In New York, a pending case involving the legal tech company Upsolve and a South Bronx pastor who coached low-income people on how to fill out forms used to defend themselves in debt collection lawsuits will further determine whether unauthorized practice of law could help open up new paths in providing legal aid to people who need it.

Richard Lewis, president of the New York State Bar Association, told Law360 in an email that allowing nonlawyers to provide limited legal services had been "an abject failure," citing research done mostly in jurisdictions abroad that have allowed some forms of nonlawyer ownership of law firms. Lewis also cited a Yale Law Journal Forum article by Stephen P. Younger, a commercial litigator and professor at Fordham University School of Law who has argued that there is no evidence that empowering nonlawyers has helped solve the problem of legal underrepresentation.

"The New York State Bar Association as well as the American Bar Association has long-standing policy opposed to nonlawyers practicing law. Nonlawyers are not subject to educational and licensing requirements or rules of professional responsibility and ethics," Lewis said. "In addition, they do not have the same concerns over conflicts of interest or duty of effective advocacy as lawyers do."

Gillers called broad national resistance among bar associations to limited-scope licensing "unconscionable," and singled out the New York State Bar Association as being among the most ardent opponents to the idea.

Lewis expressed even more concern with the idea that pro se litigants could be using generative AI to manage their cases.

"We don't believe that we can just say, 'OK, pro se litigant, get on the computer, get on AI, get hold of an AI source and implement that, and that's going to be a savior of your case," he said. "It's incredibly important that there be a certain knowledge of law, hopefully a good knowledge of law, as well as a knowledge as to how the AI search can hurt you if it is improperly implemented."

In a report published last month, the state bar association's Task Force on Artificial Intelligence said AI had provided overall benefits to society, including by lowering the bar for underserved populations to access legal guidance.

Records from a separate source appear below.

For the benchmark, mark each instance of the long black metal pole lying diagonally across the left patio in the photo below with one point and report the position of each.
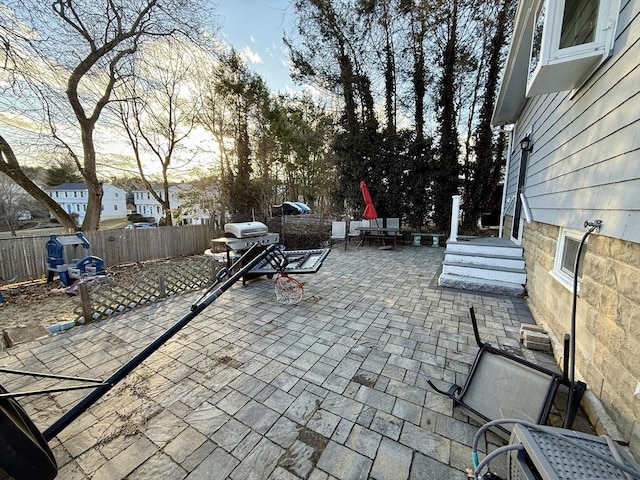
(127, 368)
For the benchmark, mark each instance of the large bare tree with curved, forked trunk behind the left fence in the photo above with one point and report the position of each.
(87, 46)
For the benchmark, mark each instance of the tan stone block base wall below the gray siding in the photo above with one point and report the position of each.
(607, 319)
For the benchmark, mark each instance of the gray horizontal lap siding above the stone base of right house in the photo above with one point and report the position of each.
(585, 162)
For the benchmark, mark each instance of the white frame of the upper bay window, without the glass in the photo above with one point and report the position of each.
(559, 69)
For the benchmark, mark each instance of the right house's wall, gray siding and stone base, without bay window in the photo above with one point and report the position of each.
(585, 165)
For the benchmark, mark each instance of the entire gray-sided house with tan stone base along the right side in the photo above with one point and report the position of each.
(571, 90)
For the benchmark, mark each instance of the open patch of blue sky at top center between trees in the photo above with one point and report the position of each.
(255, 28)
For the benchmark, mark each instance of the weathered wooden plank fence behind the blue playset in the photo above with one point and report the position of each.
(25, 257)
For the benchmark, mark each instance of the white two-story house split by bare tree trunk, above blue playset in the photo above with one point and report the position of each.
(73, 197)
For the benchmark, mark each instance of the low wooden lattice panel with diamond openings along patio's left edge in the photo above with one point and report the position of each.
(111, 298)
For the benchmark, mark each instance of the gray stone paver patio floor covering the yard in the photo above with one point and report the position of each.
(334, 387)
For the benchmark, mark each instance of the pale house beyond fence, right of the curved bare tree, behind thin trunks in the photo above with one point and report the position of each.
(147, 206)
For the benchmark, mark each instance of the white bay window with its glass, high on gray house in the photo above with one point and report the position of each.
(571, 38)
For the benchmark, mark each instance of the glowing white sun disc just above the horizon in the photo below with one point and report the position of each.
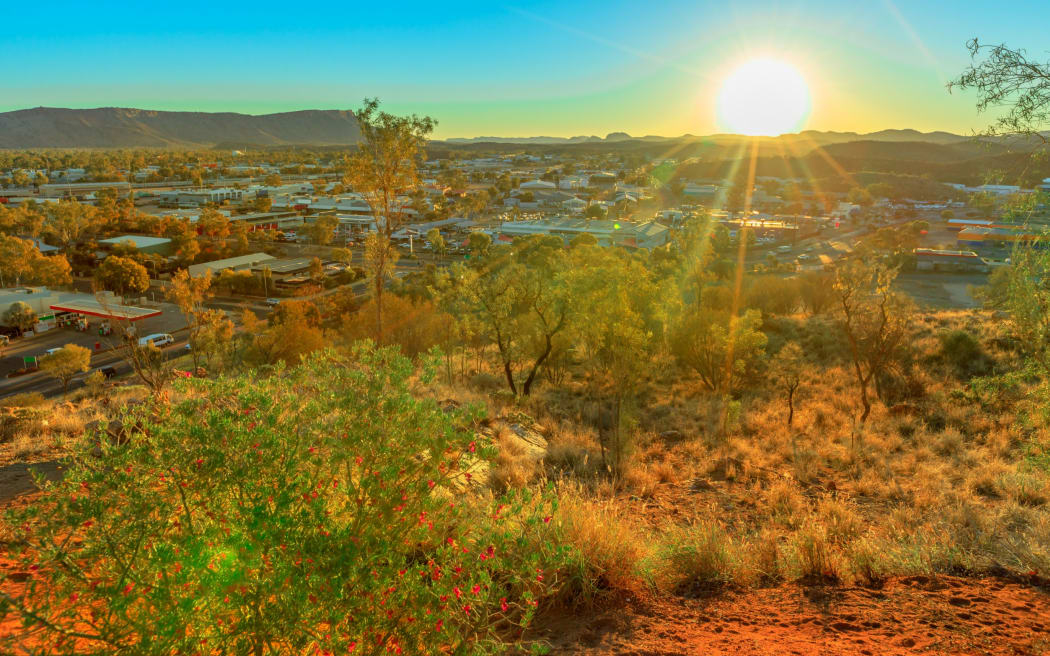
(764, 97)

At the same time, though, the bar association lamented that AI-powered chatbots "hover on the line of unauthorized practice of law," and said they have so far shown "mixed results" when used for conducting legal work. The bar association also pointed to "substantial economic, ethical and existential risks" related to AI proliferation, including security risks and misinformation created by "deepfakes," and warned that it could widen — rather than reduce — the justice gap by fostering the creation of a two-tier legal system where lower-income people have access to inferior AI technology than their richer counterparts.

Nori, meanwhile, suggested that opposition from bar associations is really about safeguarding the exclusivity of the legal profession and protecting its business interests at the expense of the potential of generative AI to help millions of people who cannot afford a lawyer.

"Today's anger over the unauthorized practice of law is misplaced. We don't need that anymore," Nori said. "AI isn't a lawyer, but if we train it, it can give probably, like, 99.9% accurate answers."

But many lawyers, including Nori, share the concern about the cost of generative AI platforms becoming a barrier to entry for low-income people.

Lisa Larrimore Ouellette, a professor and innovation law researcher at Stanford Law School, called generative AI tools an "exciting" way to increase access and equity in the justice system, but echoed potential cost concerns.

"But they also won't inherently or necessarily do so," she said. "There are ways they can make it less accessible, including if the best AI technologies are really only affordable for large private firms."

Mahari said there was a clear divide between the needs of low-income consumers and the financial interest of developers that made it unlikely for software companies to build AI technology that is affordable and easy to use.

"You have kind of an intrinsic incentives issue, because who is building pro se litigant software? There's not a huge amount to be gained out of that," he said. "We need more interaction between lawyers and technologists, if we want to build AI tools that are actually going to help with access-to-justice issues."